Евгений Блажеевский - Письмо
«В том мире, где утро не будит тебя…»
В том мире, где утро не будит тебя
Надеждой в оконном квадрате,
В том мире, где больше не будет тебя
На старой арабской кровати,
В той жизни, которую выстроил сам
Своей утомлённой рукою,
И время течёт по моим волосам
Незримой осенней рекою,
Нам больше встречаться уже ни к чему,
Привыкни к дурдому, который
Под «Сникерсы», «Мальборо» и ветчину
Киоски отдал и конторы.
Я больше к тебе никогда не приду —
Любовь не имеет возврата
Мы встретимся, может, в последнем году
В долине Иосафата[3].
ВЫСОЦКИЙ
Я хочу видеть этого человека.
С. ЕсенинМучительный оскал
Сурового лица,
Весёлая тоска,
Хохочущее горе,
И голоса пивных,
И голос удальца,
И злая хрипотца
В гитарном переборе.
Но вот оборвалась,
Поправшая запрет,
Гитарная струна
И нет вестей с Таганки,
И выброшен билет,
И он сошёл на пред-
последнем
И безлюдном полустанке.
Повсюду рос бурьян —
Растенье сатаны,
И рыбья голова
Плыла в похмельной пене.
Но голосом большой
Измученной страны
Ему казалось собственное пенье.
И он шагнул туда —
За тишину оград;
Внизу играл овраг,
Белели чьи-то кости,
И положил свою
Гитару наугад
С рязанской лирой на одном погосте.
«Мелькала за кровлею кровля…»
Мелькала за кровлею кровля,
Но лес подступал всё смелей,
И шла вдоль дороги торговля
Дарами садов и полей.
И охра вдоль ярких обочин,
Как проседь — на тёмных висках,
Мелькала, и без червоточин
Лежали плоды на весах.
Согбенная, словно старушка,
Что смотрит на тихий погост,
Порой возникала церквушка
Во весь перекошенный рост.
Мы ехали к другу, который
В родной деревеньке исчез.
Вокруг пролетали просторы,
Рябил облетающий лес.
Мы знали, что песенка спета,
И грусть наплывала, как дым,
Но бабье прекрасное лето
Текло за стеклом ветровым…
«Профиль стула, напоминающий букву „h“…»
Профиль стула, напоминающий букву «h»,
Зеркало, вобравшее смуту осенней ночи,
И душа, пополняющая нелепый багаж
Впечатлений от бессонницы, а короче —
Меловое безумие света в моём окне
И сияние нимба торжественное, как на иконах…

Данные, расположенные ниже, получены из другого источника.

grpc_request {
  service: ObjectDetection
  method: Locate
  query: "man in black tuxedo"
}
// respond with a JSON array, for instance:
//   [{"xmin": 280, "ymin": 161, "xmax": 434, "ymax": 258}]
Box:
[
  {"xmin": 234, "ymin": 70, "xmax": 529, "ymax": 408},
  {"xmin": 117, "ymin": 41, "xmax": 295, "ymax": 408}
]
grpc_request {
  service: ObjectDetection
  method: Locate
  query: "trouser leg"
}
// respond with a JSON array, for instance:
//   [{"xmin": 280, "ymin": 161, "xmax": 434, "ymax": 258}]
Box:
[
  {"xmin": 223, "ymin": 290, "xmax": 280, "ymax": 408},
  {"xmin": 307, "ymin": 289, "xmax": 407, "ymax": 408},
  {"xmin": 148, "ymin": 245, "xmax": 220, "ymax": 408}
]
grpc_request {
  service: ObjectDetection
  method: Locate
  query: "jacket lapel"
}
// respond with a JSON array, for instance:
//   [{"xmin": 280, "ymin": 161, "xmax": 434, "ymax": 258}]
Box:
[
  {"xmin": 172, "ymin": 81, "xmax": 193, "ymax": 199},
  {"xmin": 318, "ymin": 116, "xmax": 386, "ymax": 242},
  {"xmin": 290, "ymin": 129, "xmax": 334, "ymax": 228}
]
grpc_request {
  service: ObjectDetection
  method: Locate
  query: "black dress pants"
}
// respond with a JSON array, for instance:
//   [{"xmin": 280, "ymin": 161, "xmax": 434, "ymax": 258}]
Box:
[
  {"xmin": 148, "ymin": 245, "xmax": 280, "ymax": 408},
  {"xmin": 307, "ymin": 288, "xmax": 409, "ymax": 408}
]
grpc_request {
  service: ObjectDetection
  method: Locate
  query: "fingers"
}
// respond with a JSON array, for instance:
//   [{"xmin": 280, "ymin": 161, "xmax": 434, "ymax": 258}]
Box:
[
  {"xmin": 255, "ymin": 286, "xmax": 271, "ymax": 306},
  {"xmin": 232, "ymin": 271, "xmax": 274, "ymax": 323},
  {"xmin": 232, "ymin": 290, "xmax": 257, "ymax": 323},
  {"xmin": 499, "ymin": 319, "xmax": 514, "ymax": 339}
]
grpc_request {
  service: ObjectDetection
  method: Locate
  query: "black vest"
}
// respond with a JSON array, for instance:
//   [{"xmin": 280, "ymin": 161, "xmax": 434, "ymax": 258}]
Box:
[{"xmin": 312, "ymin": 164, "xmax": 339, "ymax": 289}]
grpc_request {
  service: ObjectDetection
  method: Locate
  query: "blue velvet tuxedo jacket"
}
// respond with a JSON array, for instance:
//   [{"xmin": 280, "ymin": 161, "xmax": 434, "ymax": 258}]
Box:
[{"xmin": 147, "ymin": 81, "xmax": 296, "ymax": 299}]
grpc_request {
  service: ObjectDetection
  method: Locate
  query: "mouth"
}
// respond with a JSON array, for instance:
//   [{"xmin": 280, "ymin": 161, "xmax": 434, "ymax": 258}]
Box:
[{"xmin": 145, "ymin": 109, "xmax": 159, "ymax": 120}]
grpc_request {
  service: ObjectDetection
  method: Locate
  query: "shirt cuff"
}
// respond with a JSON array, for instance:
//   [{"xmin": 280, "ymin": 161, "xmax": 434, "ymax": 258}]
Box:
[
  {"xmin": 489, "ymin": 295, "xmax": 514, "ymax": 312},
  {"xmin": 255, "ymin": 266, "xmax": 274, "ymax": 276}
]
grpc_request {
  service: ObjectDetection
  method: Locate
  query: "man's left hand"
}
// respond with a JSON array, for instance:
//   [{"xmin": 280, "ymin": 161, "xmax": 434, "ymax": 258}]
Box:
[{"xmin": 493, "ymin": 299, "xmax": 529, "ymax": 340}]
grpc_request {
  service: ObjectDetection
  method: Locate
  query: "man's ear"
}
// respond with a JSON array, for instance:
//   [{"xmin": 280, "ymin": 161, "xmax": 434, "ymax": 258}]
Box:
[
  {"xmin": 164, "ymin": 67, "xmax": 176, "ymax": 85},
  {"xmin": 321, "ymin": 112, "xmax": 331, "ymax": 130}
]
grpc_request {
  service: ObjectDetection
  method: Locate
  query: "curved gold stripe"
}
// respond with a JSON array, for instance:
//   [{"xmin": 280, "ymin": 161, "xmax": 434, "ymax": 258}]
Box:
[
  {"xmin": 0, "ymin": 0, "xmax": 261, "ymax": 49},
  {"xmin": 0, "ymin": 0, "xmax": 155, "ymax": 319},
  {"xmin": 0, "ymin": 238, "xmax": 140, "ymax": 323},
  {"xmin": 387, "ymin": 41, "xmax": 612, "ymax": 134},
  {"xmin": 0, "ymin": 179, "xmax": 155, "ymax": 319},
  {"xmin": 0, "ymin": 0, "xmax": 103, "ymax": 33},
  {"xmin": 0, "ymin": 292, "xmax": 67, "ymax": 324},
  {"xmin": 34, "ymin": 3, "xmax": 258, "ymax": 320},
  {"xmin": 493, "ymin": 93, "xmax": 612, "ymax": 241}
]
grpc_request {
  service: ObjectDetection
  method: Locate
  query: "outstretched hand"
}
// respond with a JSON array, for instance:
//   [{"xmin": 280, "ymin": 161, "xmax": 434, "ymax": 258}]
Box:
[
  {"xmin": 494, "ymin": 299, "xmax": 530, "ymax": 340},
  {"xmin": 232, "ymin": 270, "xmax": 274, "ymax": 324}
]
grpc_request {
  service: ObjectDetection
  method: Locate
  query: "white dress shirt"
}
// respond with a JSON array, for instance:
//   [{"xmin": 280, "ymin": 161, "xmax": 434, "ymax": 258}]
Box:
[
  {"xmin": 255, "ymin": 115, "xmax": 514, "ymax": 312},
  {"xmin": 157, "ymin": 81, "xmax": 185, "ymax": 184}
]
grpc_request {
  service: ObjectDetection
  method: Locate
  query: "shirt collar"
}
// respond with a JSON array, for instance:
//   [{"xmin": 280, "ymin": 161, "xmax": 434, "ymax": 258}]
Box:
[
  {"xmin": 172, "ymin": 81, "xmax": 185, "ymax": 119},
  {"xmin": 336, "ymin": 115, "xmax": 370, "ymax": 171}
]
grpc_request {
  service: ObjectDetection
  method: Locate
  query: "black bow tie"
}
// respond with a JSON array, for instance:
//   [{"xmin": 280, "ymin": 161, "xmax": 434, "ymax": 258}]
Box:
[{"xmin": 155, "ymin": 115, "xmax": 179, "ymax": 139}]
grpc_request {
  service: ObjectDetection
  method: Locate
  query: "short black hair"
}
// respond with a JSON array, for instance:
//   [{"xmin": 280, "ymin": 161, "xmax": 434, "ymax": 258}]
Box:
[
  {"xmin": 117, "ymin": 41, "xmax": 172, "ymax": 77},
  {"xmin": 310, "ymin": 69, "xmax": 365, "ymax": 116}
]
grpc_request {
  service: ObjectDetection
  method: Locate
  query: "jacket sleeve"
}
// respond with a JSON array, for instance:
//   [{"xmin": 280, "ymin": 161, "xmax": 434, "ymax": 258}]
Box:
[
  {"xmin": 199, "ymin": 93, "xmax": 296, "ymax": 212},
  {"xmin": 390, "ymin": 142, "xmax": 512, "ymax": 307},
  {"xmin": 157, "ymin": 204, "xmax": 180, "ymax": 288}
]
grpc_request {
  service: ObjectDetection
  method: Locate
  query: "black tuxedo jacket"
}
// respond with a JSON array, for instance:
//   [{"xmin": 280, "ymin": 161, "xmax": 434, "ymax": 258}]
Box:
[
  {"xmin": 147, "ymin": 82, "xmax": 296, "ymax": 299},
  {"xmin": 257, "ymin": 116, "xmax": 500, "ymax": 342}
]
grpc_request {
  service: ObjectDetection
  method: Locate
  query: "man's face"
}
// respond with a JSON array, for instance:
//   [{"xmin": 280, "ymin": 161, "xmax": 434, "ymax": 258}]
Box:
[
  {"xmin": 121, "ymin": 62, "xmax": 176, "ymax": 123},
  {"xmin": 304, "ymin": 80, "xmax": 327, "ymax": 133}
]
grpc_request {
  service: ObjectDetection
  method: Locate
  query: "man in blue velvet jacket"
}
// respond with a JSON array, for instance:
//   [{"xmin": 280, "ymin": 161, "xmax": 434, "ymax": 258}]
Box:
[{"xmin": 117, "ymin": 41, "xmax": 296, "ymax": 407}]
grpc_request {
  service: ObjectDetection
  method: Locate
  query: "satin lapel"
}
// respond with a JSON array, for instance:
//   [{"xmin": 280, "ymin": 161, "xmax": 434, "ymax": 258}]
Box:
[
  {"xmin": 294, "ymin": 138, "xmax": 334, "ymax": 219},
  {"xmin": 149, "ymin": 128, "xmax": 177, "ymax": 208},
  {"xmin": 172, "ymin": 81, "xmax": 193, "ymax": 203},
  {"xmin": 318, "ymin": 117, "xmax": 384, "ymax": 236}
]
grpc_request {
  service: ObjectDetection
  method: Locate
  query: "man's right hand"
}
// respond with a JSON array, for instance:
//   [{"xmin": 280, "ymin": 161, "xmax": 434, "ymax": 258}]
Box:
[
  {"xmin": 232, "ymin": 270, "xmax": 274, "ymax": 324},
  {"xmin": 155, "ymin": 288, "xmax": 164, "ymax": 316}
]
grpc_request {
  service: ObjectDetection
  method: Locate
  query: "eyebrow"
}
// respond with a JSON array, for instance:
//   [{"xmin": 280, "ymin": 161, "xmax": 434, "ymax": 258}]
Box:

Говорят, что души умерших лежат на луне
(если верить Ванге, то в продолговатых флаконах).
Только кто мы и что мы в немыслимой бездне лет,
Коли наша судьба: произвол, слепота, беспечность…
И не надо замысла, чтоб сколотить табурет,
И не нужно губ, чтоб в пространство вдохнуть бесконечность…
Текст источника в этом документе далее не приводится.